I've become fascinated by NLP recently - although, jarringly, I still primarily translate those initials as 'neuro-linguistic programming', a "pseudoscientific approach to communication, personal development and psychotherapy" (Wikipedia), first proposed in 1975. No, we are of course talking about Natural Language Processing - which essentially covers the myriad ways of extracting meaning from data.
I was looking at the TripAdvisor reviews for a pub customer recently and wondering how I could represent them in an easy to digest format. For sure I could show a table of ratings - but they do that on the site anyway, and raw numbers are (a) sometimes hard to process and (b) wouldn't necessarily give you the full flavour of the reviews. Time for some NLP! No, not neuro-linguistic programming. Natural language processing, yes... we've been over that.
The basic idea was to scrape the data, process it, then represent it in a meaningful way. Literal screen-scraping is tedious but not difficult; once I had a goodly number of reviews I edited/mashed them into a useable format: there were only a few hundred so it was easiest to do this manually given the raw structure. Next step involved removing stopwords such as 'the', 'and' or ''of', followed by labelling the remaining with sentiment from a lexicon (I used the standard R one). The lexicon in this case contained a large number of words with a sentiment score associated with each one - positive words like 'brilliant' or 'good' would have a score of +1. Negative words like 'broken' or 'useless' would score -1. So what we then had was a 'stopped' bunch of revies scored for sentiment.
At this point you could take a measure of sentence-based sentiment - weighing up the sentiment of each review by adding the positive and negative scores, and perhaps totalling the positives the negative.

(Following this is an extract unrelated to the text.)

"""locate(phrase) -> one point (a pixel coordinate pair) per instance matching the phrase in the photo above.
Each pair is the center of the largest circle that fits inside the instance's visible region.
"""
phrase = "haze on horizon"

Are the reviews good or bad overall? There's your answer. But what I wanted o do was visualise the scores in some way, so I decided to make a word cloud. By representing the positive words in green and the negative words in red, with the size of the words representing the frequency of their occurrence in classic word cloud style, I made what I think is a a pleasingly striking representation of TripAdvisor reviews that says so much more than that table of data.